A reference of North Dakota Eviction Laws, and steps of the North Dakota eviction process for landlords and renters, updated 2021.
- What are the reasons for eviction under North Dakota eviction laws?
- Non-payment of rent (N.D. Cent. Code §47-32-01)
- Violation of a material lease term (N.D. Cent. Code §47-32-01)
- Wrongful possession of property or force of threat (N.D. Cent. Code §47-32-01)
- The tenant remains in possession of the rental property after the lease term without the landlord’s permission (N.D. Cent. Code §47-32-01)
- What notice do North Dakota eviction laws require that landlords provide tenants before starting the eviction process?
- For evictions based on non-payment of rent, the landlord must provide a 3-day notice. (N.D. Cent. Code §47-32-01).
- For evictions based on a violation of a material lease term, the landlord must provide a 3-day notice. (N.D. Cent. Code §47-32-01).
- For evictions based on wrongful possession of the property or the force of threat, no notice is required. (N.D. Cent. Code §47-32-01)
- Do North Dakota eviction laws allow landlords to use “self-help eviction” methods, such as locking a tenant out of the rental unit or shutting off the utilities?
- No. North Dakota law prohibits self-help measures and a tenant can recover triple their damages if a landlord takes such action. (N.D. Cent. Code § 32-03-29).
North Dakota Eviction Process: Step-by-Step
The eviction process in North Dakota involves the following steps:
- The landlord serves the eviction notice. The landlord must serve an eviction notice on the tenant that has sufficient information about why the tenant is being evicted and what they can do to avoid eviction, if possible.
- The landlord files an eviction lawsuit.
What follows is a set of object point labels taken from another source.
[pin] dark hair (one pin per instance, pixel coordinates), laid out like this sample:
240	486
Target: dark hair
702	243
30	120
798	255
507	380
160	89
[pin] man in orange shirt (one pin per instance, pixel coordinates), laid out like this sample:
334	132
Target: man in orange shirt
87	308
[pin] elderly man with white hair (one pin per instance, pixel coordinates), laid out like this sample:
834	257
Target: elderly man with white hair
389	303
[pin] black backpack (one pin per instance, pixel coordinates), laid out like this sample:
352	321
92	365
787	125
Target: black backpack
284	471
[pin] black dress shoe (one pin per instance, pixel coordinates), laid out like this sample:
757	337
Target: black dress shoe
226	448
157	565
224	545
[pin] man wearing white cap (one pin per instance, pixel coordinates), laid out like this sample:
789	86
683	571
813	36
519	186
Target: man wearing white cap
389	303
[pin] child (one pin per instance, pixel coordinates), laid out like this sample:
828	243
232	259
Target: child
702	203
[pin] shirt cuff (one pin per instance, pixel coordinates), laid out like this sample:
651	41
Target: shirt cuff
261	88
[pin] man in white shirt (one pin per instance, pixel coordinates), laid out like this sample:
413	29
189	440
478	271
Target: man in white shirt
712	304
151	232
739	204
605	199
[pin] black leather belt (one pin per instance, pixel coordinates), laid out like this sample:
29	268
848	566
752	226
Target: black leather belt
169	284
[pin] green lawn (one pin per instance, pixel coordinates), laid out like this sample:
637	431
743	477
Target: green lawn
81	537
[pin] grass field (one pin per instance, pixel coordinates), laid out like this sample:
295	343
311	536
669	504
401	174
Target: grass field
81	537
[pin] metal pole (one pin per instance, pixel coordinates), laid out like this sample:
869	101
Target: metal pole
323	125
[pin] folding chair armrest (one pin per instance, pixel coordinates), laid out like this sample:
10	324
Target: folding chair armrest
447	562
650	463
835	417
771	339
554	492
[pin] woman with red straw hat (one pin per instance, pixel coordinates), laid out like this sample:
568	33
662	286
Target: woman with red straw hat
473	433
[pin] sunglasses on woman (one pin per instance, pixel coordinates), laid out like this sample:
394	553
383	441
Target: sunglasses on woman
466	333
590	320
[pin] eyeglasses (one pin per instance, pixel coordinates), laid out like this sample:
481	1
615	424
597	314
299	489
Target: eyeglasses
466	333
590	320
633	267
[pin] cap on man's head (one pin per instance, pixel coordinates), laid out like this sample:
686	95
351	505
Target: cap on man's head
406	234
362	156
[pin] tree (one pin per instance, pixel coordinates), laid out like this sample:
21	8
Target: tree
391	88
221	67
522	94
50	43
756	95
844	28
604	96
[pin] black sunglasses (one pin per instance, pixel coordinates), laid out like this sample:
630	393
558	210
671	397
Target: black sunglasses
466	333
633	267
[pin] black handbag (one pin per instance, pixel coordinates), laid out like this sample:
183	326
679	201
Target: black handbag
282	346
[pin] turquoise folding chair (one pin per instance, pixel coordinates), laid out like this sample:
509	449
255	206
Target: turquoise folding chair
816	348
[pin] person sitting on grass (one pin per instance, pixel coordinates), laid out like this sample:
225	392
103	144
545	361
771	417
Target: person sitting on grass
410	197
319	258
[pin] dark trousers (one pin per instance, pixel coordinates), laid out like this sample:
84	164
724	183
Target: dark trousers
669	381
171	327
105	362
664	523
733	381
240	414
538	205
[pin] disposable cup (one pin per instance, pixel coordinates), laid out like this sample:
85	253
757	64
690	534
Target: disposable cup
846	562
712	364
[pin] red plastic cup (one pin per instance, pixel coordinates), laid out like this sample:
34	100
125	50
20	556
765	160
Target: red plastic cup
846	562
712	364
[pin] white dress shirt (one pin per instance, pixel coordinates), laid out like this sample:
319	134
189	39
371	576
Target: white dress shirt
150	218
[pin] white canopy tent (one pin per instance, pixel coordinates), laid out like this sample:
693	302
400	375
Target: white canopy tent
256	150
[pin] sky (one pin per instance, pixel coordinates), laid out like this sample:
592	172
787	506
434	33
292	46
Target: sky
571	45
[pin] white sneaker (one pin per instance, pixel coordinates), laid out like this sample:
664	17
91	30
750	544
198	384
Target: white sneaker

The tenant can respond to the notice by paying the late rent, curing the violation, or moving out of the property. If the tenant fails to do any of these, the landlord can begin the eviction process in North Dakota by filing the following documents:
- Eviction complaint – This document sets out the reasons for the eviction and asks the court for the applicable relief.
- Eviction summons – This document notifies the tenant that legal action is being taken against them. The summons states the hearing date.
- Affidavit of identification – This document sets out the personal information for the landlord and the tenant and indicates whether the tenant is in the military.
- Statement of costs & disbursements – This document states the damages the landlord has incurred and wants the tenant to pay for.
The landlord pays a filing fee and is responsible for serving the tenant with the documents.
- The parties attend the court hearing. The parties attend the court hearing and present their case. The court rules in one of the parties’ favor.
4. The landlord requests a writ of possession. If the tenant does not move out after a judgment is made against them, the landlord can request a writ of possession. This gives the sheriff the legal right to forcibly remove the tenant from the rental property.